The Alexis Nakota Sioux Nation has been working for years with linguists and in particular CILLDI.
“Language revitalization is like waking up the spirit of our ancestors… Part of it is also teaching the culture, teaching the history. It’s teaching the ceremonies. There’s language and culture in every part of our lives,” said Letendre.
She firmly believes that work that creates resources for Indigenous languages must remain with the community and must not be appropriated by the linguist or their organization.
“Despite the politics and historical tensions that exist between Indigenous and settlers, especially in research, we will always have our language because of the collaboration with linguists.
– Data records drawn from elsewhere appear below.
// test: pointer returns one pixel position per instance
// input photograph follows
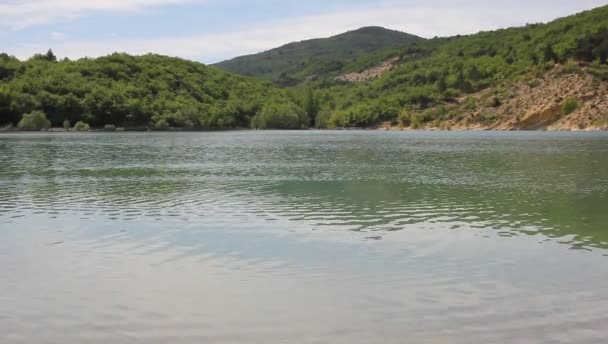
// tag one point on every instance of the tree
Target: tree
(34, 121)
(50, 56)
(549, 54)
(311, 107)
(81, 126)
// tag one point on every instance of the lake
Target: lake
(304, 237)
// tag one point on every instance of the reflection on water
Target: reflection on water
(314, 237)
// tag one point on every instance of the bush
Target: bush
(322, 120)
(280, 116)
(569, 106)
(34, 121)
(404, 118)
(416, 122)
(161, 124)
(82, 126)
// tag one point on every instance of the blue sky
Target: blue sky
(213, 30)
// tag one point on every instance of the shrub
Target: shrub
(34, 121)
(82, 126)
(404, 118)
(161, 124)
(569, 106)
(322, 120)
(494, 102)
(280, 116)
(416, 122)
(337, 120)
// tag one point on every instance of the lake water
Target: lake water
(304, 237)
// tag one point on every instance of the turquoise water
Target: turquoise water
(307, 237)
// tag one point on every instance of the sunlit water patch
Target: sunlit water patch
(309, 237)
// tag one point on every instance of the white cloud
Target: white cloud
(428, 20)
(19, 14)
(58, 36)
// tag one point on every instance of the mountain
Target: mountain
(295, 62)
(541, 76)
(133, 91)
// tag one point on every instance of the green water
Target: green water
(308, 237)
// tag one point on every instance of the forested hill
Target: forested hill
(295, 62)
(541, 76)
(121, 90)
(552, 75)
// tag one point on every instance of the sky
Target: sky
(213, 30)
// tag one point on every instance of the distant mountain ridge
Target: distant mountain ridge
(295, 62)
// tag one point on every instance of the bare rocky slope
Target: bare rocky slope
(564, 98)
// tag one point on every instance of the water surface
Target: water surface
(307, 237)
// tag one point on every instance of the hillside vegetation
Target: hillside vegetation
(147, 91)
(541, 76)
(437, 83)
(296, 62)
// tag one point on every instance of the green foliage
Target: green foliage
(81, 126)
(593, 46)
(132, 91)
(280, 116)
(161, 125)
(416, 122)
(429, 78)
(569, 106)
(296, 62)
(311, 107)
(34, 121)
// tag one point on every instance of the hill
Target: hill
(539, 76)
(296, 62)
(133, 91)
We have a written language that will always remain,” she said.
However, Letendre believes that it is important for more Indigenous people to become linguists.
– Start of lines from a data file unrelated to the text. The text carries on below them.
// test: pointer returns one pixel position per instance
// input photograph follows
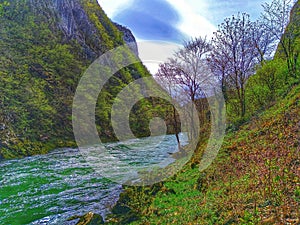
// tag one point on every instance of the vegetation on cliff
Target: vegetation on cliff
(255, 178)
(45, 48)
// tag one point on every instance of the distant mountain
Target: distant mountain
(45, 47)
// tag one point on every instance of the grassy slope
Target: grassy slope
(254, 180)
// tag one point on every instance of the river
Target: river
(48, 189)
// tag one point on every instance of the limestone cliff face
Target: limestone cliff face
(46, 45)
(73, 18)
(128, 38)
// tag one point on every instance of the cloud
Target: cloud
(152, 19)
(193, 21)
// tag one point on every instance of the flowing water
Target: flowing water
(48, 189)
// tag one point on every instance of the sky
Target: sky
(174, 21)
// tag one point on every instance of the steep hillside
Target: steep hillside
(45, 47)
(255, 178)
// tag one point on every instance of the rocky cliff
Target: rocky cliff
(45, 46)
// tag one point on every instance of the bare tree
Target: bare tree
(165, 77)
(188, 71)
(275, 18)
(235, 55)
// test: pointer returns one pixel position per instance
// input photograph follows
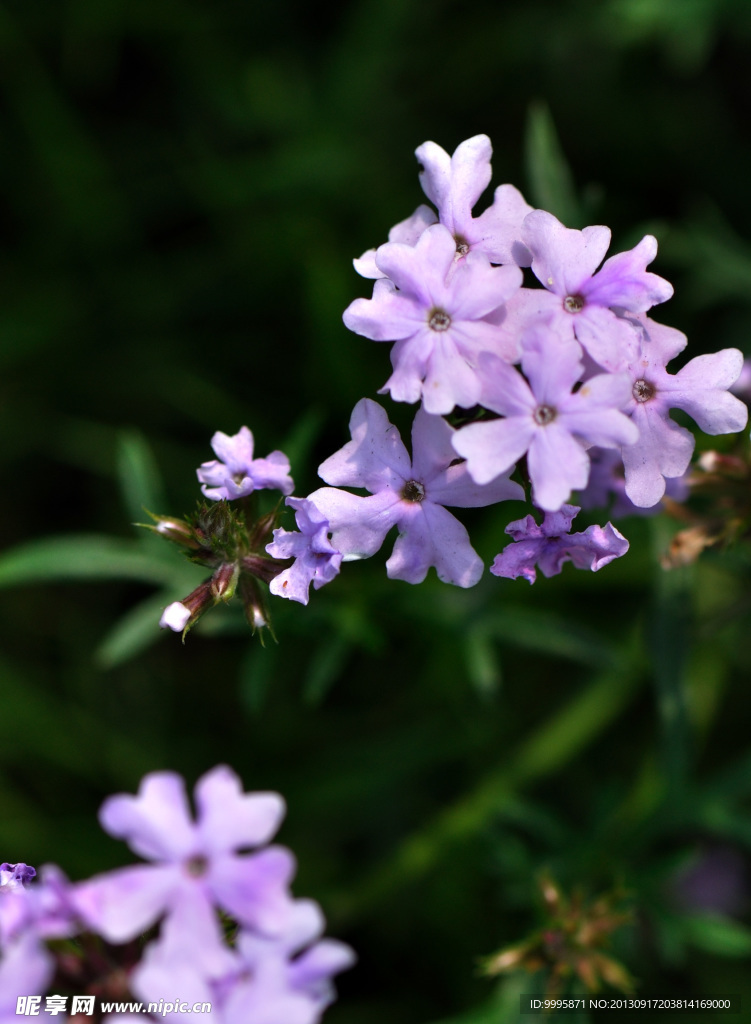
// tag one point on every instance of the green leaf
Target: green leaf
(140, 481)
(715, 934)
(549, 634)
(550, 180)
(83, 557)
(137, 630)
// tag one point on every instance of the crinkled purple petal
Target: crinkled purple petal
(564, 258)
(410, 360)
(526, 308)
(232, 819)
(156, 823)
(504, 389)
(317, 561)
(494, 446)
(14, 877)
(374, 459)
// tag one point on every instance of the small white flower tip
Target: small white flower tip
(175, 616)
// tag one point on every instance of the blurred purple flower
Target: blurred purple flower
(236, 473)
(317, 561)
(441, 321)
(407, 494)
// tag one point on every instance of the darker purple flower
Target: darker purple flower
(14, 877)
(236, 473)
(196, 863)
(409, 494)
(551, 544)
(317, 561)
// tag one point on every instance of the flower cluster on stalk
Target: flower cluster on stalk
(213, 900)
(530, 352)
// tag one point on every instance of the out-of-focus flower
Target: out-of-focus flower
(317, 561)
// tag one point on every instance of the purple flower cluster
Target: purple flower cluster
(560, 377)
(278, 969)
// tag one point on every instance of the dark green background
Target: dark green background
(182, 186)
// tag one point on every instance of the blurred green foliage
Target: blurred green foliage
(181, 189)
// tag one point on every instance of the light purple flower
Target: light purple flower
(236, 473)
(285, 979)
(579, 300)
(175, 616)
(551, 544)
(195, 862)
(407, 494)
(545, 418)
(664, 449)
(317, 561)
(441, 321)
(454, 184)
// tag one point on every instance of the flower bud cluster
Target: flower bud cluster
(541, 354)
(205, 881)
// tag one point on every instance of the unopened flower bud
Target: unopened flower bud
(224, 581)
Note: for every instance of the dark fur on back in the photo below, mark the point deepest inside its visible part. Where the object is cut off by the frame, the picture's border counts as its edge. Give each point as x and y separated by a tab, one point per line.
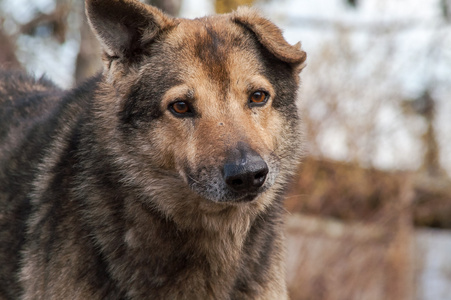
107	194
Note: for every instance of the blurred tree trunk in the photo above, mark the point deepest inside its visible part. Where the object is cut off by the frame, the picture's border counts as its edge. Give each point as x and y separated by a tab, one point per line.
8	59
226	6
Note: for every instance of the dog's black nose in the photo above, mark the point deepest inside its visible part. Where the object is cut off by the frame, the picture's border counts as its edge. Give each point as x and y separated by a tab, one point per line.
245	170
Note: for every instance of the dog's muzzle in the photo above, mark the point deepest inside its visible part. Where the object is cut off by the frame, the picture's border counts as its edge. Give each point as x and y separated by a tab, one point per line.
245	170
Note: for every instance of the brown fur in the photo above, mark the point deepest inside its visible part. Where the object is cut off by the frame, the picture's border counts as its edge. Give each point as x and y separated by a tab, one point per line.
128	200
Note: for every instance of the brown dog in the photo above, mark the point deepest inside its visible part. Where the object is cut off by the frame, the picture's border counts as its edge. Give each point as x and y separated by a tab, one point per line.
161	178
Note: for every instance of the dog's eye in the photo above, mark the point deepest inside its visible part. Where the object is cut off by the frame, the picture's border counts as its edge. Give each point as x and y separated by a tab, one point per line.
258	98
180	108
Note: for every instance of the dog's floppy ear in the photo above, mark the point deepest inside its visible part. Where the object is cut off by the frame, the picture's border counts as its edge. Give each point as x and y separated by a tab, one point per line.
125	27
270	36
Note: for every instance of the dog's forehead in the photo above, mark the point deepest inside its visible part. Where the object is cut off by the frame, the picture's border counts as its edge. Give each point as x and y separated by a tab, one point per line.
215	46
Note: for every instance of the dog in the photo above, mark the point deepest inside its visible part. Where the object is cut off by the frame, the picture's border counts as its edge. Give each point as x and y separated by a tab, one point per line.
163	176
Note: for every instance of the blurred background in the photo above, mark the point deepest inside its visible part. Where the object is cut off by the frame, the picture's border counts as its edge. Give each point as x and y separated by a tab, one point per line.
370	210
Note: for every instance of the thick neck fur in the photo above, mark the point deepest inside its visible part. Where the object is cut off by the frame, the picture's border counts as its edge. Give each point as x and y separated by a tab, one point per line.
166	239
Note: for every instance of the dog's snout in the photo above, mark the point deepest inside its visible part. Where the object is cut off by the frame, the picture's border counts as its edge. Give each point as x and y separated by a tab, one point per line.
245	171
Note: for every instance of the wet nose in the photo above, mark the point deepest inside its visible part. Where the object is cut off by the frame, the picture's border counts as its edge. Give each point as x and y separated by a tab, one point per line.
245	170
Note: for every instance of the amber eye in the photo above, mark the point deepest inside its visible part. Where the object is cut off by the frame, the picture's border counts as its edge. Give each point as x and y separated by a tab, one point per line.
180	108
258	98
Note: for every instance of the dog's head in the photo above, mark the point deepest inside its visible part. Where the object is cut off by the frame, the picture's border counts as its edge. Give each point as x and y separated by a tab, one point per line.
209	101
“I think linguistics as a science has a purpose and a place. I never say that western science is wrong. It does have a purpose. But I think what western science often does is it silences our voices. It talks about us without us,” she said.
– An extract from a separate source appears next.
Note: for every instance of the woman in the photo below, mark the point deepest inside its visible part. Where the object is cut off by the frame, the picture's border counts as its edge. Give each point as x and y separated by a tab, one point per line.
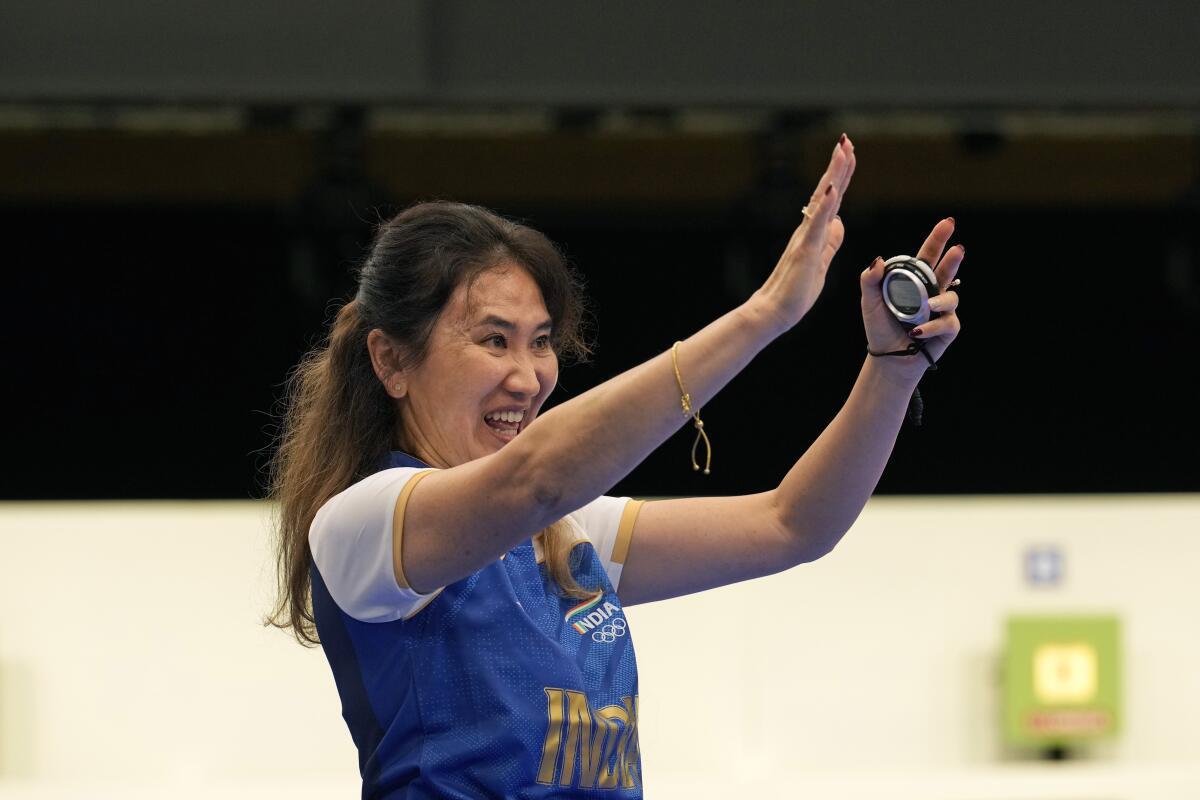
474	655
“We need to take back our own voice. We need to be empowered. The spirit of our ancestors’ voices are awaking.”
Napier also believes that Indigenous voices are important when it comes to the work of acquiring, revitalizing and reclaiming Indigenous languages. He points out that since 1857, Indigenous languages have been appropriated by non-Indigenous people. He also notes that since 1970, when First Nations people were able to earn post-secondary degrees without losing their Indian status, they’ve been able to play a vital role in language acquisition.
“We are seeing an era of Indigenous resurgence, where people are allowed to own their research,” said Napier. “It’s critically important for those voices to be put at the forefront, not non-Indigenous voices… My personal research is that indigenous pedagogies and epistemologies are often overlooked and not included and that needs to change.”
That doesn’t mean non-Indigenous linguists haven’t done valuable work, he says. Napier points out that Snoek, who is non-Indigenous, is one of his research references on work he is doing on Dene Suline.
The one-day conference will be followed up on Nov. 17 with a workshop to teach Indigenous languages.
“Most communities face a lack of trained teachers,” said Snoek “At the moment there is nowhere in the province you can go to become an Indigenous languages teacher. We are trying to get to the point where we would have university programs to actually teach people that.”
Snoek is hopeful the workshop, which could become a regular event, can provide “some basic tricks of the trade” in language teaching.
“In the future it’s really going to be the Indigenous teachers in the community that develop these techniques better. But at the basis, there needs to be an understanding of what is an adult learner going through when they’re learning a language they don’t hear every day,” said Snoek.